Mexican Egg Scramble

An egg scramble is a nice way to use up some stuff laying around in your fridge. And, it doesn't require the finesse of flipping an omelet. If you can make scrambled eggs, you can make this. It comes as no surprise to lots of you here that Chris and I like spicy food. This Mexican Egg Scramble is just another way to get some spicy food. It's also a nice meatless alternative.

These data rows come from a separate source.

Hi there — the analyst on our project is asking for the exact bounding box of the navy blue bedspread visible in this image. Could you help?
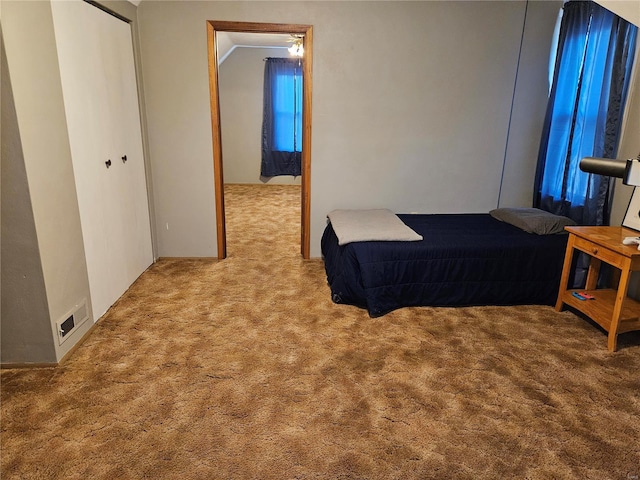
[321,214,568,317]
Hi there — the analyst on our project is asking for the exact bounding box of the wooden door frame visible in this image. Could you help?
[207,20,313,260]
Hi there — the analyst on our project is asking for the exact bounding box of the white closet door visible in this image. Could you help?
[51,0,153,320]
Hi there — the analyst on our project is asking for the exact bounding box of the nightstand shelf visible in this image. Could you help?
[562,288,640,333]
[556,227,640,351]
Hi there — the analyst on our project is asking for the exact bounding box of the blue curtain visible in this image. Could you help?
[534,1,637,225]
[260,58,302,177]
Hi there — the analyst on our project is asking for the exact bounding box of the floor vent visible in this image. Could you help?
[56,299,89,345]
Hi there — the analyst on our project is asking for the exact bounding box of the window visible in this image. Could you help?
[273,67,302,152]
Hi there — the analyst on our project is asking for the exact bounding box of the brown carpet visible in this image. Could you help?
[1,186,640,480]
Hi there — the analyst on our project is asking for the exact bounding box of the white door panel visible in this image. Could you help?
[51,0,153,320]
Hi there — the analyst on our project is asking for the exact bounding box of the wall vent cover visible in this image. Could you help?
[56,299,89,345]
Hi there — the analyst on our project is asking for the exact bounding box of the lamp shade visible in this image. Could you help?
[580,157,640,186]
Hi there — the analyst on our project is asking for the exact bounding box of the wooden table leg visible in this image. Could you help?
[607,259,631,352]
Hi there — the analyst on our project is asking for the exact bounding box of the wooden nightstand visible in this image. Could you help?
[556,227,640,352]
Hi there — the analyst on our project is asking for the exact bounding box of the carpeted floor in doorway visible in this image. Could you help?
[1,185,640,480]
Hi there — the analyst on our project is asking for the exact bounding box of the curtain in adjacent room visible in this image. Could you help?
[260,58,302,177]
[534,1,637,225]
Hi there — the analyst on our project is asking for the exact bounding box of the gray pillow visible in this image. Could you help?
[489,208,576,235]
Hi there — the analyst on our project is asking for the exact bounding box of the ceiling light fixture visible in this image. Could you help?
[288,37,304,57]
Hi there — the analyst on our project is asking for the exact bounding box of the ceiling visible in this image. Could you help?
[216,32,291,64]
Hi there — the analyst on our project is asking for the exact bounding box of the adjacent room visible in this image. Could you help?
[0,0,640,480]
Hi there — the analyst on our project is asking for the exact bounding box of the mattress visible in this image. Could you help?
[321,214,568,317]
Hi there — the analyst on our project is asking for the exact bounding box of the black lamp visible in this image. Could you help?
[580,155,640,186]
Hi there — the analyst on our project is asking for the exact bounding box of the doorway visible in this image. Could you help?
[207,20,313,259]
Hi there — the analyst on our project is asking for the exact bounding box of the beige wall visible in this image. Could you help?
[138,1,560,257]
[218,47,300,185]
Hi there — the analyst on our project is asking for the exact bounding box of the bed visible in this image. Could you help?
[321,209,573,317]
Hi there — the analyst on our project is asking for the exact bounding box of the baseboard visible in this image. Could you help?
[156,257,218,262]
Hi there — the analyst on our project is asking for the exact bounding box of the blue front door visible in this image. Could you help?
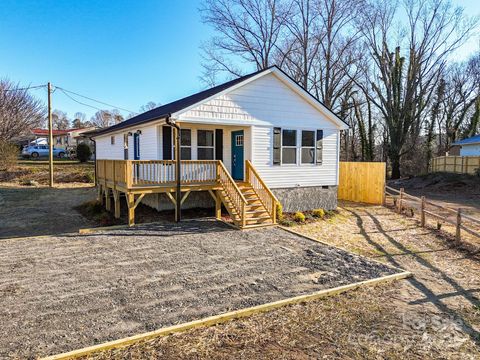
[133,133,140,160]
[232,130,243,180]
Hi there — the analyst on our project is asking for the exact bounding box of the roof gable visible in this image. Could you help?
[94,65,348,136]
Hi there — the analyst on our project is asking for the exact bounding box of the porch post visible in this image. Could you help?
[175,125,182,222]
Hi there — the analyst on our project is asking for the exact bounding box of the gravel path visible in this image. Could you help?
[0,219,397,358]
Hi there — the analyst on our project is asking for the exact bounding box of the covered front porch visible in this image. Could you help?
[96,160,278,228]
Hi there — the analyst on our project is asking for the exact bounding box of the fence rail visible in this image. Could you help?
[385,186,480,242]
[429,156,480,174]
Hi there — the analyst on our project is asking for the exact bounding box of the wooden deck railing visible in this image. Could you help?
[96,160,218,189]
[245,160,278,223]
[217,161,247,226]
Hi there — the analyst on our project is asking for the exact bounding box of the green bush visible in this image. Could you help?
[293,211,305,222]
[0,140,19,171]
[312,209,325,219]
[77,143,92,162]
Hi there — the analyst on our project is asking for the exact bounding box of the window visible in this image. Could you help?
[197,130,215,160]
[282,130,297,164]
[180,129,192,160]
[302,130,315,164]
[235,135,243,146]
[315,130,323,165]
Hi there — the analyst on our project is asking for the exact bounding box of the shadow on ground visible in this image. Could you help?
[345,206,480,346]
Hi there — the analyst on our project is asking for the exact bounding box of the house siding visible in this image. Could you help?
[460,144,480,156]
[180,74,339,188]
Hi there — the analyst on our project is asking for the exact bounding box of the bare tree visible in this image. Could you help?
[0,79,45,141]
[201,0,289,84]
[357,0,475,178]
[52,110,70,130]
[140,101,160,113]
[90,109,125,128]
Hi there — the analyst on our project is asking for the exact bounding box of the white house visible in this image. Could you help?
[93,66,348,228]
[452,135,480,156]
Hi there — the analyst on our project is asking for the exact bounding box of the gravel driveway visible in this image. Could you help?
[0,219,398,358]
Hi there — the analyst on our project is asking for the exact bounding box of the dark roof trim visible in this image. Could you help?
[93,65,348,136]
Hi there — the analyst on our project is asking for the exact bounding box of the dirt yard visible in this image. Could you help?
[388,173,480,218]
[0,220,399,358]
[0,160,95,186]
[82,204,480,360]
[0,185,96,238]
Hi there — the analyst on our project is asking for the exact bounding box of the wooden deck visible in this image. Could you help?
[96,160,278,228]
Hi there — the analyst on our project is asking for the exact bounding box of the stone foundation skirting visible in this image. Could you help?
[272,186,337,212]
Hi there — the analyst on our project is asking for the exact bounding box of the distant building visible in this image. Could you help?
[30,127,96,150]
[452,135,480,156]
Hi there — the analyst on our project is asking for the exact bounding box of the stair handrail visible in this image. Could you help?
[218,160,247,225]
[245,160,280,223]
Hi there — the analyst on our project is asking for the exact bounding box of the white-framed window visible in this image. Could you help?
[197,130,215,160]
[282,129,297,164]
[180,129,192,160]
[300,130,315,164]
[235,134,243,146]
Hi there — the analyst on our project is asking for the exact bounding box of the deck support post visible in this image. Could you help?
[105,187,112,211]
[97,184,103,205]
[126,193,135,226]
[215,190,222,220]
[112,190,120,219]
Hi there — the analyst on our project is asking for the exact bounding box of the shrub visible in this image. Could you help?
[0,140,19,171]
[312,209,325,219]
[276,202,283,221]
[293,211,305,222]
[77,143,92,162]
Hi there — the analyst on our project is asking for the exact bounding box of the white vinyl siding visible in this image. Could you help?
[460,144,480,156]
[252,126,339,188]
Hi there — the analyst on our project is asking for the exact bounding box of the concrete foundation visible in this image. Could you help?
[272,186,337,212]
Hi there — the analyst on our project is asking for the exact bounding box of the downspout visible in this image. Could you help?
[165,114,182,222]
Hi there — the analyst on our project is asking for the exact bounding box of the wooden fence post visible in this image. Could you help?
[455,208,462,242]
[398,188,405,214]
[420,196,425,227]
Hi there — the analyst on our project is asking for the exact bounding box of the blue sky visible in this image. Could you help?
[0,0,480,118]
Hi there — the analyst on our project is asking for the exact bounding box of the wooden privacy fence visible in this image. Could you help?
[338,161,386,205]
[385,186,480,241]
[429,156,480,174]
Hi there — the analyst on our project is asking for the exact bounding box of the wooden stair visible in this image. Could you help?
[220,182,274,229]
[217,160,278,229]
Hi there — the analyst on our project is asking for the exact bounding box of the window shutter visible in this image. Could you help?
[215,129,223,161]
[162,126,172,160]
[273,128,282,165]
[315,130,323,165]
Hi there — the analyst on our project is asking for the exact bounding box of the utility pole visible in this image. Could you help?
[48,82,53,187]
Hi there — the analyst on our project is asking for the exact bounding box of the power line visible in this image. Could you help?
[56,86,137,114]
[57,86,103,111]
[0,85,47,92]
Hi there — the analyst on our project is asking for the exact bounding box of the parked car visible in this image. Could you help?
[22,145,65,159]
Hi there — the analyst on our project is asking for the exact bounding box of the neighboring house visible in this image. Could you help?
[452,135,480,156]
[92,66,348,226]
[32,127,96,150]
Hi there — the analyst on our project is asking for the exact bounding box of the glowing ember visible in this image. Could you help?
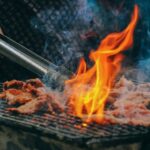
[65,5,139,122]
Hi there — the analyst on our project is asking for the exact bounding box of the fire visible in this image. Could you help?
[65,5,139,123]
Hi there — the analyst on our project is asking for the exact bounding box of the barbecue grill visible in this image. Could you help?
[0,0,150,150]
[0,84,150,149]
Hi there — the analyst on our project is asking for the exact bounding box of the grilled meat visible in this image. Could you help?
[0,79,63,114]
[105,77,150,126]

Ingredients (for 2 generous servings, or 3 good-sized servings):

  • 6 eggs
  • 2 Tbsp milk
  • .5 Tbsp Olive Oil
  • 2 jalapenos, seeded & minced
  • 1 Tbsp shallot, or onion, minced
  • 1/4 cup black beans, drained & rinsed
  • 1 small tomato, diced
  • 2 ounces shredded cheddar cheese
  • 1/2 avocado, diced


  1. Whisk eggs and milk together in a large bowl.
  2. Heat olive oil in a large skillet on medium heat. Add olive oil, jalapeno, shallot/onion, and black beans and cook until softened, about 5 minutes.
  3. Add eggs to skillet and scramble the eggs. When eggs are 90% cooked, stir in cheese, tomato and avocado. Kill the heat and serve!